Niestety brakowało gwoździa i młotka. I babci Złotej Rączki. I tatusia. Mama powiedziała coś o tym, że szybko przyniesie narzędzia z szafki. Ale mama – jak to mama…Co ona może wiedzieć o przybijaniu;) (tak pomyślał Mały Tymuś i czym prędzej przyniósł swój drewniany młotek że swojej skrzynki z narzędziami, po czym radośnie zrobił mamie niespodziankę wbijając magiczne niewidzialne gwoździe -takie jak zawsze z tatą ;)- z całych dwuletnich sił w ścianę:) Radości i zaskoczenie mamy było bezcenne – tym bardziej, że niewidzialny gwóźdź na ramkę przybity był baaardzo mocno na wysokości 1 metra w Wielkiej Dziurze powstałej od uderzeń Magicznego Młotka;) Bo to po prostu nie magiczna ale kartonowo-gipsowa ścianka była:)
no cóż, że po czasie, ale anegdotę dopowiem;) Mam bowiem syna psotnika, który z młotkiem się urodził i już prawie 3 lata majstrem jest. Nie wspomnę o śrubach w chlebie, bo z zewnątrz chleb jak chleb, normalnie wyglądał. Pewnie w piekarni śruby zapiekli;) Na luzowaniu śrub w kole w rowerze, też synka nie przyłapałam…no bo kiedy miałby to zrobić??? Gdybym przyłapała, to pewnie bym się na rowerze nie wywaliła;) Całkiem możliwe, ze syn-psotnik nie miał z tymi sprawami nic wspólnego.

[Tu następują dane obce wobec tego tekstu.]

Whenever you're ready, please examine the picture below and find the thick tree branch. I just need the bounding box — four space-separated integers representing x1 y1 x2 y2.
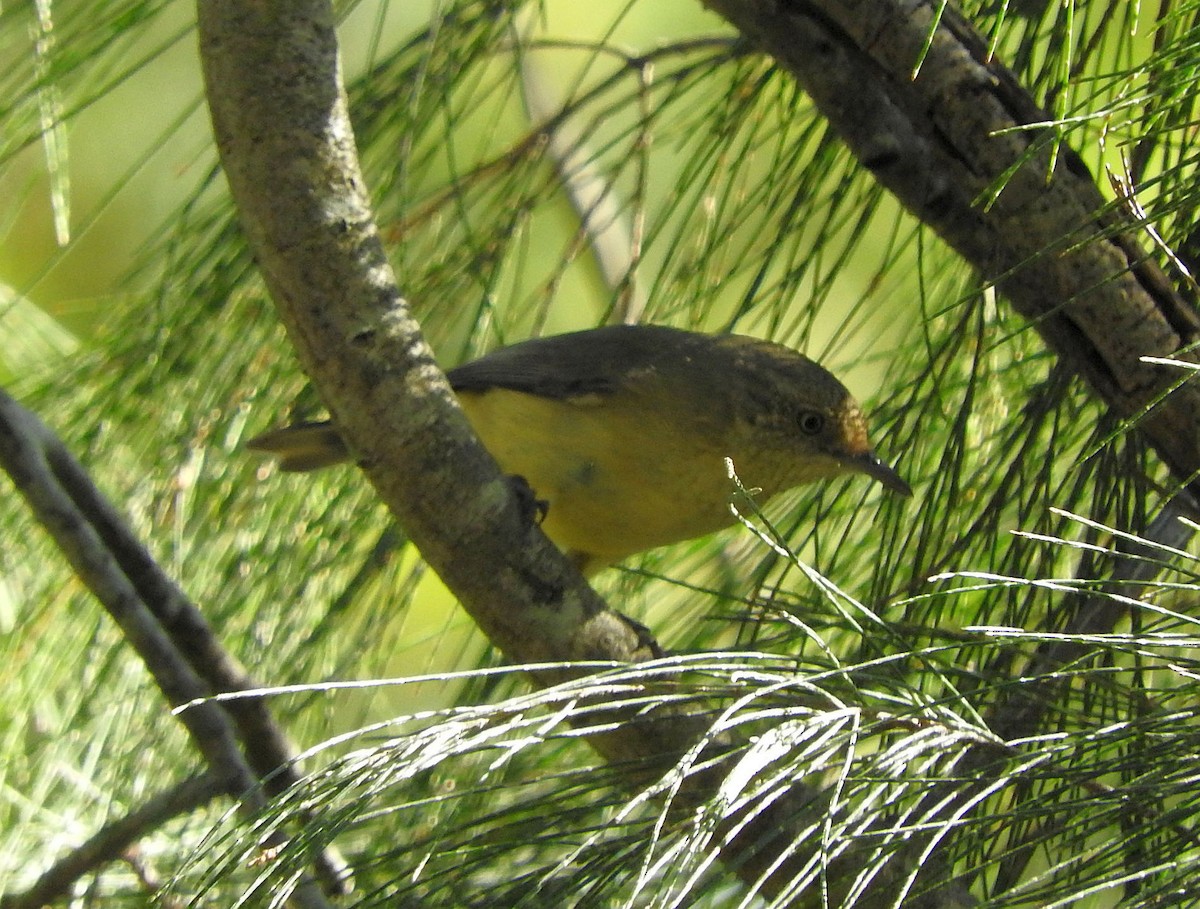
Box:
196 0 654 682
702 0 1200 493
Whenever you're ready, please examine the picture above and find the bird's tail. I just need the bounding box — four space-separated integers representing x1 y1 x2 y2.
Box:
246 421 349 472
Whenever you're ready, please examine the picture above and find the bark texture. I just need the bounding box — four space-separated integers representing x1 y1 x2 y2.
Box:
703 0 1200 491
196 0 661 679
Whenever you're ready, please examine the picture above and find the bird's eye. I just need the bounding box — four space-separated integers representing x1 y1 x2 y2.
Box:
797 411 825 435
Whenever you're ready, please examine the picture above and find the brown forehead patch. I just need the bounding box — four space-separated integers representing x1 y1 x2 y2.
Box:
839 400 870 455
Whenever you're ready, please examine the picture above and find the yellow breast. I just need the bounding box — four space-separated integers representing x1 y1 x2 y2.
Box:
457 387 743 573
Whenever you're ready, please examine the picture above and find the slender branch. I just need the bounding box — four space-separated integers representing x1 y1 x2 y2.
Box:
517 13 650 323
0 390 341 909
0 773 222 909
0 392 266 793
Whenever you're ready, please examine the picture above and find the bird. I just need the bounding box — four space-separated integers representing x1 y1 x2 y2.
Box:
248 324 911 574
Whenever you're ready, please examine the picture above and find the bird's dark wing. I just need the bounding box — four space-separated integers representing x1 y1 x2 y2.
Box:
447 324 698 399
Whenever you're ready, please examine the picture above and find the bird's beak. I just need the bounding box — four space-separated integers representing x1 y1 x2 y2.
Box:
847 451 912 497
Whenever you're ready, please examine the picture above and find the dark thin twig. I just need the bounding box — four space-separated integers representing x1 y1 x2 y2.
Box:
0 389 343 908
0 772 222 909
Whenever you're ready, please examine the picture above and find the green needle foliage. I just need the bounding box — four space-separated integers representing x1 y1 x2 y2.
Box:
3 1 1200 906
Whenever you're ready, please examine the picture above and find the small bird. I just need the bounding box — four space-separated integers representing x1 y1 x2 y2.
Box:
249 325 911 574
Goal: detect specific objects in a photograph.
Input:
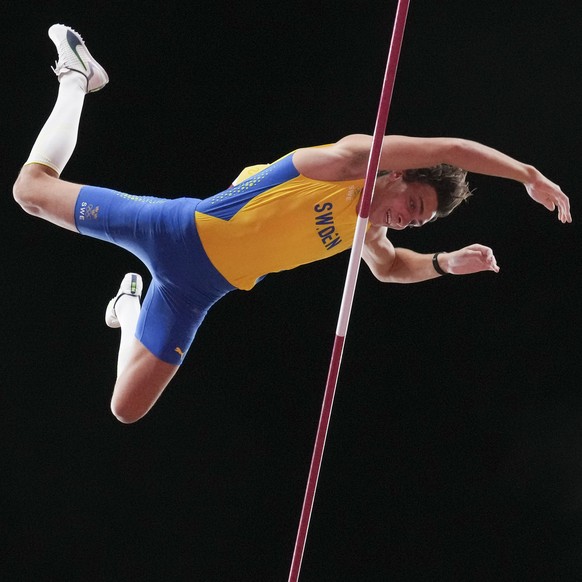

On dobrze wie, ze z młotkiem trzeba ostrożnie, i że “nie wolno prawie wszystkiego”. Dlatego zdziwiłam się, jak syn zamiast młotkiem uderzać, albo z deseczką latać, stał oparty ręką o ścianę przez prawie 2 minuty!!! zapytałam więc o powód tego zastoju. -” ja tak dzisiaj chyba będę stał” powiedział jakoś tak dziwnie. i stał tak, jeszcze z minutę. Ja w tym czasie kawę dopiłam;) później okazało się, że w ścianie, akurat w tym miejscu gwoździk był wbity malutki i ściana ukruszona… ale mam się nie martwić! przecież dziadek ma kombinerki!